Выбрать главу

Более того, первые две части стихотворения Одена, написанные верлибром, не имеют никаких параллелей ни у позднего Йейтса, ни у раннего; он вообще никогда не писал свободным стихом, не терпел его бесформенности и аморфности. Чтобы убедиться в этом, не нужно даже читать Йейтса — достаточно полистать том его стихов и убедиться в этом, так сказать, визуально.

У Шеймаса Хини, беседовавшего с Бродским на эту тему, также создалось впечатление, что здесь у него «некий пробел», что он «недостаточно вдумчиво читал Йейтса» [11] . Как свидетельствует Томас Венцлова, «Бродский отвергает много книг и авторов с самого начала и, пожалуй, не стремится <…> к литературоведческой „широте горизонта”. Зато он постоянно вчитывается в любимых авторов — то в Баратынского, то в Цветаеву, то во Фроста, то в Томаса Гарди, то в Монтале» [12] . По-видимому, Йейтс был отвергнут «с самого начала». Причина, как я уже говорил выше, могла быть случайной. Возможно, он просто наслушался слухов и анекдотов — как от Одена и людей его круга, так, еще раньше, от Сергеева. Бродский был предан друзьям и доверял их мнению.

А ведь положение в литературном мире у Бродского и у Йейтса (в его поздние годы) было во многом схожее. Небольшой круг понимающих друзей, а за ним — море завистников и недоброжелателей, морщащихся при упоминании эксцентричного выскочки с обветшалыми понятиями о поэзии. И Йейтс и Бродский были «староверами», приверженцами классической формы, не принимавшими модернизма и авангарда.

Кроме того, они были близки метафизически . Под этим словом я не имею в виду отношения к потустороннему; хотя и тут было некоторое сходство. Оба не принадлежали к какой-то определенной конфессии. Йейтсу была близка идея метемпсихоза, учения индийских мистиков. Бродский в молодости тоже был сильно впечатлен индийскими священными текстами и даже пришел к выводу, что «метафизический горизонт иудаизма (оставим пока христианство) гораздо у же горизонта индуизма». Впрочем, он выбрал христианство — не как догму, разумеется, а как культурную традицию, наиболее ему близкую.

Оба верили в величие замысла, оба были людьми, верными данной присяге (oath-bound) [13] . Оба стоически относились к смерти и, что особенно примечательно, к старости и физическому распаду, сделав их — может быть, впервые после Джона Донна — высокой поэтической темой.
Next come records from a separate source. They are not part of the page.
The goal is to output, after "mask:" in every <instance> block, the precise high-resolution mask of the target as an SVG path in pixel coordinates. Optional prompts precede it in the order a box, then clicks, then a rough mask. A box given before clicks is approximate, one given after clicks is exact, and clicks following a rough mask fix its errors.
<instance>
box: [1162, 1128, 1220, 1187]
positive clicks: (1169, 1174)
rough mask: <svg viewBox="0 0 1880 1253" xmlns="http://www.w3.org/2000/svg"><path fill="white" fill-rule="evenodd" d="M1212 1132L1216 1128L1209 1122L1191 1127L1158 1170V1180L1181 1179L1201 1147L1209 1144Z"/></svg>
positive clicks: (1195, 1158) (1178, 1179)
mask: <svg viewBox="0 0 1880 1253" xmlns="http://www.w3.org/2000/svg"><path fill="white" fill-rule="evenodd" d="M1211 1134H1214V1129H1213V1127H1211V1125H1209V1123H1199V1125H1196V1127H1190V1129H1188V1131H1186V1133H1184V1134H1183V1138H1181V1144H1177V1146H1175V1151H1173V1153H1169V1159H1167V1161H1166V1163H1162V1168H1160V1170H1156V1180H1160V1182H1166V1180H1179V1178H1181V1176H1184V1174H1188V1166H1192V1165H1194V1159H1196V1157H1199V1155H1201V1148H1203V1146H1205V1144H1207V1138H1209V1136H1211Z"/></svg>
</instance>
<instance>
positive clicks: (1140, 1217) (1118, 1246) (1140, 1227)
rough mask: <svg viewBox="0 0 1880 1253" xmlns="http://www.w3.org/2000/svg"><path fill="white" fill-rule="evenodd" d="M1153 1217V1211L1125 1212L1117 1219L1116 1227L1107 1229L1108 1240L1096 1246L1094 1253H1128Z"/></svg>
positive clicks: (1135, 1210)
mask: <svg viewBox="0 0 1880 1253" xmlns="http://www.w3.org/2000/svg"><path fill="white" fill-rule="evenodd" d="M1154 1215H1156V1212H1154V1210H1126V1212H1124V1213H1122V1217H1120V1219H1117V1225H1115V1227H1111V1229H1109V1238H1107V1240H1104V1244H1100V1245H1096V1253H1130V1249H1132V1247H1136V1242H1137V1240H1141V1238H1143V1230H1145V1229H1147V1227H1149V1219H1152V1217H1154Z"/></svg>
Оба трактовали эту тему в смешанном патетически-комическом ключе: Бродский, как мы помним, сравнивал состояние своих кариесных зубов с «Грецией древней, по меньшей мере», Йейтс писал, что старость привязана к нему, «как банка к собачьему хвосту», называл свое сердце «лавочкой старья». Что касается переселения душ в соответствии с фазами Луны — теория, тщательно разработанной Йейтсом в «Видении», — то она была для него скорее поэтическим конструктом, чем реальностью или даже вероятностью.

«Поэзия — Голос Одинокого Духа», — верил Йейтс, повторяя формулу своего отца-художника. Одиночество в конечном итоге составляет неделимый остаток поэзии Йейтса. Его улетающий лебедь улетает «в пустоту небес» [14] . По-видимому, в ту самую пустоту, которая, по Бродскому, «и вероятнее, и хуже Ада».

Эпиграфом к «Осеннему крику ястреба», одному из самых сильных стихотворений Бродского, можно было бы поставить слова из йейтсовской автоэпитафии: «Хладно взгляни на жизнь и на смерть…»

 

Cast a cold eye

On life, on death.

 

Поднимаясь все выше и выше, ястреб Бродского озирает все дальше уходящую от него землю, все шире раздвигающийся горизонт мира, и наконец испускает пронзительный крик, «похожий на визг эриний».

Я хочу обратить внимание на крик, который у Йейтса издает ястреб-оборотень , охраняющий родник бессмертья (в пьесе «Ястребиный источник»). А также — в другой пьесе кухулинского цикла — на птичий крик, который раздается в момент смерти Кухулина, привязавшего себя к скале, чтобы умереть стоя. Убивает героя в этом сюжете придурковатый Слепой, которому обещали за голову Кухулина несколько золотых монет.